Gentry Densley is somewhat of a living legend in the metal world. Unfortunately I am not as familiar with his work in Iceburn as I should be, but I’ve known him as an indispensable part of the Southern Lord supergroup Ascend. Ascend took experimental metal to new heights, but his latest project Eagle Twin, while moving in a similar direction as Ascend, is also possibly the heaviest band of all time.

Eagle Twin is a very clean distillation of every conceivable stoner rock, doom/sludge, and drone influence of the past three or four decades into something that is beautiful in its simplicity, and at the same time musically accomplished in the most unpretentious sense. At its core it’s blues-based stoner rock, but there’s also some really killer atonal jazz-inflected leads over all the groovy bits.
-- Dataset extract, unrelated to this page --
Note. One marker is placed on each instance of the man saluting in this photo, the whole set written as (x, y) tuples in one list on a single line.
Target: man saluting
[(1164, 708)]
Eagle Twin is kind of like OM in that it’s two guys playing epic droning stoner metal, but much less minimalistic and much heavier. But I hear that same sort of transcendental calm achieved through the lumbering yet complex percussion, a very subtle quiet/loud dynamic, and the resounding, mantric vocals.

The composition and mood of this album are flawless, but the backbone of the music is the syrupy, psychedelic wall of fuzz, lifted off Sleep and Goatsnake records, but with a new urgency, and new depths of heaviness. There is also an organic progression going on from that whole post-metal “craze,” (I still laugh at the thought that people consider it trendy in any way) and if you want to go that route the nearest reference point would be something more folk- and roots-rock-influenced like A Sun That Never Sets-era Neurosis, but again, even heavier.

Quite frankly, I am in awe of Densley’s guitar tone. He’s really onto something with the baritone guitar, and I felt it in my bones when I saw Eagle Twin open for Sunn O))) in July. As someone who has tried every possible permutation of guitar, bass, fuzz pedal, distortion pedal, and amp in search of the ultimate sludgy tone, I have considerable respect for someone who has mastered this fine art. It’s not as simple as tuning down and cranking the gain, there’s always a hidden element to it; Densley knows how to find the sweet spot with his gear and expands it into an entire dimension of sound that comes alive with every pick stroke. I am so pleased that the album captures the same tone I witnessed live. Headbanging is mandatory.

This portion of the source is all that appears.